I don't really like the abrupt 'Update your OS' responses a lot of people get when they have problems with slightly out-of-support-period machines (quite often with problems which likely aren't really related to using an older release), however, I do have to ask why you've decided to update to 10-CURRENT and then ask for support on the forums?

It's highly possible for all sorts of things not to work correctly in CURRENT, especially ports/packages. If you have to come on here and ask for help, I would suggest you should be running a RELEASE or STABLE branch.

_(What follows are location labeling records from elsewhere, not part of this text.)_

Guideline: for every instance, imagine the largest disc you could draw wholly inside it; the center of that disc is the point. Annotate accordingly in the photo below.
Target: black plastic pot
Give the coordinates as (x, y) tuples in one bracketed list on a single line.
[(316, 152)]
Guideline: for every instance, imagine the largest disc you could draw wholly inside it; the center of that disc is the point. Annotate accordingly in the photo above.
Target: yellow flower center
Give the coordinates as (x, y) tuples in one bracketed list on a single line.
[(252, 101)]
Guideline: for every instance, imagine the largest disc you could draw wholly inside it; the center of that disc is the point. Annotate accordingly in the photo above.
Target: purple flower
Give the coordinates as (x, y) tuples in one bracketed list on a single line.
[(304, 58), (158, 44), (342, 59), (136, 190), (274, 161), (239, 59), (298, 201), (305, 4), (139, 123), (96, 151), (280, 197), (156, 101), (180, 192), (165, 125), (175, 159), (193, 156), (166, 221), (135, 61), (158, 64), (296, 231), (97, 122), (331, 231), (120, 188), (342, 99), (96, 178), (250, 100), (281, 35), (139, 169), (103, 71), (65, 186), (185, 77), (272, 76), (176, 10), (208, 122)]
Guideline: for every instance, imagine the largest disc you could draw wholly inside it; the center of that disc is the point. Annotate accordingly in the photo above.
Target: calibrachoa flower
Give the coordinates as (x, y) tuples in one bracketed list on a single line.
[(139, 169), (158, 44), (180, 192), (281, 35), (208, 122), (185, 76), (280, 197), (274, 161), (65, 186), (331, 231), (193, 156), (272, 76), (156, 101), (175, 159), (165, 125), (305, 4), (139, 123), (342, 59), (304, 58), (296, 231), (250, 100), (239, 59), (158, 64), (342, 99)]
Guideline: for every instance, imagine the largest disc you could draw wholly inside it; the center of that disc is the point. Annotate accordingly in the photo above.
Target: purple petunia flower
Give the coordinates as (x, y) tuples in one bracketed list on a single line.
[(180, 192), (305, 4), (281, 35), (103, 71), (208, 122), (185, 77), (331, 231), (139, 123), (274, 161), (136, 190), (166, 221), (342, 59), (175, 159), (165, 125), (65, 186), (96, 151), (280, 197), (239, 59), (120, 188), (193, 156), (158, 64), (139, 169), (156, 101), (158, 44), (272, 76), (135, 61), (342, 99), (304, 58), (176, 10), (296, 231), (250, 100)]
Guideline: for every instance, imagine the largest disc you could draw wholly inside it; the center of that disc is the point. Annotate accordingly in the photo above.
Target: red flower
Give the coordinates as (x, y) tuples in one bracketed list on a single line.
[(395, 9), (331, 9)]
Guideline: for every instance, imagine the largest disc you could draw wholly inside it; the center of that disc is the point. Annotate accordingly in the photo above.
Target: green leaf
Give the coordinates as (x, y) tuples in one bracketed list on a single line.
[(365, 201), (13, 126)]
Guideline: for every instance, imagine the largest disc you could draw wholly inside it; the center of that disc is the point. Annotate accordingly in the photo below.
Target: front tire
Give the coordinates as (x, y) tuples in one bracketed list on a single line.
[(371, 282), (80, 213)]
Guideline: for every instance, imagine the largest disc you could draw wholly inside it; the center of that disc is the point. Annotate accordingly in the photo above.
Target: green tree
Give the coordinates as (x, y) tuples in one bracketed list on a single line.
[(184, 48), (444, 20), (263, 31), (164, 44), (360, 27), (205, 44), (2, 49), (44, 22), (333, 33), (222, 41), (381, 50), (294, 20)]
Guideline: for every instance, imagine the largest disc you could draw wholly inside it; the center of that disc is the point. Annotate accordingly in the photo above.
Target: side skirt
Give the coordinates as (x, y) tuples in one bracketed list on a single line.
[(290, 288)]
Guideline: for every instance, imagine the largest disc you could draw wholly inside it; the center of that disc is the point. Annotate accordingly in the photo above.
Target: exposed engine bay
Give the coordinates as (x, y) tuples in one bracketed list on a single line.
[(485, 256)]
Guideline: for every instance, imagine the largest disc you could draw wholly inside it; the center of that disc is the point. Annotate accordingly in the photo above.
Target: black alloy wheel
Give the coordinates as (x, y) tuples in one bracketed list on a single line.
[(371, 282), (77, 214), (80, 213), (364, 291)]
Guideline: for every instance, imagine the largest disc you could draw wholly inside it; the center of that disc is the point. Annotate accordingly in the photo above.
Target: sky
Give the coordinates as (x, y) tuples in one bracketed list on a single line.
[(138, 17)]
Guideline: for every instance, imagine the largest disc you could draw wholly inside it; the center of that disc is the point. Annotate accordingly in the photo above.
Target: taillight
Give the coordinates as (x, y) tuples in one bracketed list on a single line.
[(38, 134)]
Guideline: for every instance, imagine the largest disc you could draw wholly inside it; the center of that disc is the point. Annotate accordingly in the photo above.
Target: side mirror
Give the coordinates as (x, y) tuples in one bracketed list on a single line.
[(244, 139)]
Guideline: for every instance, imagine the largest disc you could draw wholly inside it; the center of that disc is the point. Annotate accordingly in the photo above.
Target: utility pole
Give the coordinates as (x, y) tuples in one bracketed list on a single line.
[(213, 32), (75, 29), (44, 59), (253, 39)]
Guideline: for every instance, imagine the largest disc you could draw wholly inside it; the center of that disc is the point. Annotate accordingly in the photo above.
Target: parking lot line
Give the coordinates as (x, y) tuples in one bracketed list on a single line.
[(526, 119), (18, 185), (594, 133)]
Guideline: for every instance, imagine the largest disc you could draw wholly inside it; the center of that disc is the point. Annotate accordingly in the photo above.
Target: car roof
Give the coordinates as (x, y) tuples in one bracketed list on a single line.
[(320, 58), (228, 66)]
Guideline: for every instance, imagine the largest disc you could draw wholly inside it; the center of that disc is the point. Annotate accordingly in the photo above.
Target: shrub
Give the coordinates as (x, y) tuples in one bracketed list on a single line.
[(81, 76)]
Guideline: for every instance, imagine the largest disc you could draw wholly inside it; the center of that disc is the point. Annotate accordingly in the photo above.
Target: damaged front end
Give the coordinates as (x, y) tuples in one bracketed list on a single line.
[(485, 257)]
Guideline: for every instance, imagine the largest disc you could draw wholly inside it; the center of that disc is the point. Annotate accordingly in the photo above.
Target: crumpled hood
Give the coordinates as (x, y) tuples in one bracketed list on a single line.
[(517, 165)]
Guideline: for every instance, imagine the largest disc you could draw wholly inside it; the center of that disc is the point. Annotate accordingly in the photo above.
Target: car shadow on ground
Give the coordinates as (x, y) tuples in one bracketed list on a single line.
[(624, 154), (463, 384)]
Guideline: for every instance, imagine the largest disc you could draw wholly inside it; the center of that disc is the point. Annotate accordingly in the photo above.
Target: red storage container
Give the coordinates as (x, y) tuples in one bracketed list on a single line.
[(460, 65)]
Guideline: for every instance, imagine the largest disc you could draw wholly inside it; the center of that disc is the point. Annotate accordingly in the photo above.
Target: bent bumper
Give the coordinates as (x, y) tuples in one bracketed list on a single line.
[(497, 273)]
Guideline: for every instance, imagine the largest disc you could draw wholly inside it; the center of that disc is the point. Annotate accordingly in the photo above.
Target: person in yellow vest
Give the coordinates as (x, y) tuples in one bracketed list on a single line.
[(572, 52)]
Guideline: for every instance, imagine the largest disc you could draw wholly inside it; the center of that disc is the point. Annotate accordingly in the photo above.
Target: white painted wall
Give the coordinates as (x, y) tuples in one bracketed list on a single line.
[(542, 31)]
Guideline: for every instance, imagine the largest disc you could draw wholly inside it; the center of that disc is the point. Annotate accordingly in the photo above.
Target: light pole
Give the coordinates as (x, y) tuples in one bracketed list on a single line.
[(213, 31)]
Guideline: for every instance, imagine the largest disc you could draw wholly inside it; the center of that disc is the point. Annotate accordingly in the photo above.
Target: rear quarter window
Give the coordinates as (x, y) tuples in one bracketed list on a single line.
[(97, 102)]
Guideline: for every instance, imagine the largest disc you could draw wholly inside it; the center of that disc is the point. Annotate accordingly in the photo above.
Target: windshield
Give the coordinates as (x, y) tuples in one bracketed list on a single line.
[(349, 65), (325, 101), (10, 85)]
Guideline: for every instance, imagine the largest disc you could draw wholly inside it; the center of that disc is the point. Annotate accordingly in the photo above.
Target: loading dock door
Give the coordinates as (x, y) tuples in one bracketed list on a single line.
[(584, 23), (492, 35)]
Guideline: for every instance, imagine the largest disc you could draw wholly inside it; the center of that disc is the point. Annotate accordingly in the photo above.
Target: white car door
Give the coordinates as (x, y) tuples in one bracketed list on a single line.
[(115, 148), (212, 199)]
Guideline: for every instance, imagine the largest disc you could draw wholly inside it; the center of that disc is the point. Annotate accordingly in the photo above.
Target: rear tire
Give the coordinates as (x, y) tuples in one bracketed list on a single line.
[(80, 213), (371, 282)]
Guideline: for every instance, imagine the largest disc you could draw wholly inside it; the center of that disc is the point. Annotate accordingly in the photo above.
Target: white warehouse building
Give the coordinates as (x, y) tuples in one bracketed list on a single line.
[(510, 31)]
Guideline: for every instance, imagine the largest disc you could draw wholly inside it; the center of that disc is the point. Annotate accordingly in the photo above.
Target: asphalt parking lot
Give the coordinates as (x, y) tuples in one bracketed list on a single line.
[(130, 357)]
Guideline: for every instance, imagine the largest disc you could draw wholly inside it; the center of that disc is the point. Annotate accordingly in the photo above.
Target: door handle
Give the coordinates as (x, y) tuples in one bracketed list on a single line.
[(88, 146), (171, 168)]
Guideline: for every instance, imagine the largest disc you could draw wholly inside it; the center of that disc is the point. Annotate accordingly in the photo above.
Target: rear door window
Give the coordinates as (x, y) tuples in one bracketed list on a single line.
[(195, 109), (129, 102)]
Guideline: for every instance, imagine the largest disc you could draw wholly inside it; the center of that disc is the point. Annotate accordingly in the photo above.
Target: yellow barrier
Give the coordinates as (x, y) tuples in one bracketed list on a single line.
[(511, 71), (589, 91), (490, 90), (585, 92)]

See this page for who, and who shouldn't, be running CURRENT
http://www.freebsd.org/doc/en_US.ISO8859-1/books/handbook/current-stable.html


----------



## pkubaj (Dec 7, 2012)

I myself use CURRENT on my notebook and it works great. Of the ports I use on my other computers, only math/sage and editors/libreoffice don't work, but they have replacements. The system itself is very stable, no kernel panics, no strange errors.


----------



## robbtek (Dec 10, 2012)

pkubaj said:
			
		

> I myself use CURRENT on my notebook and it works great. Of the ports I use on my other computers, only math/sage and editors/libreoffice don't work, but they have replacements. The system itself is very stable, no kernel panics, no strange errors.



Also my system work great .
But I dont understand how to check/show ports/pkgs that must be updated .

thanks


----------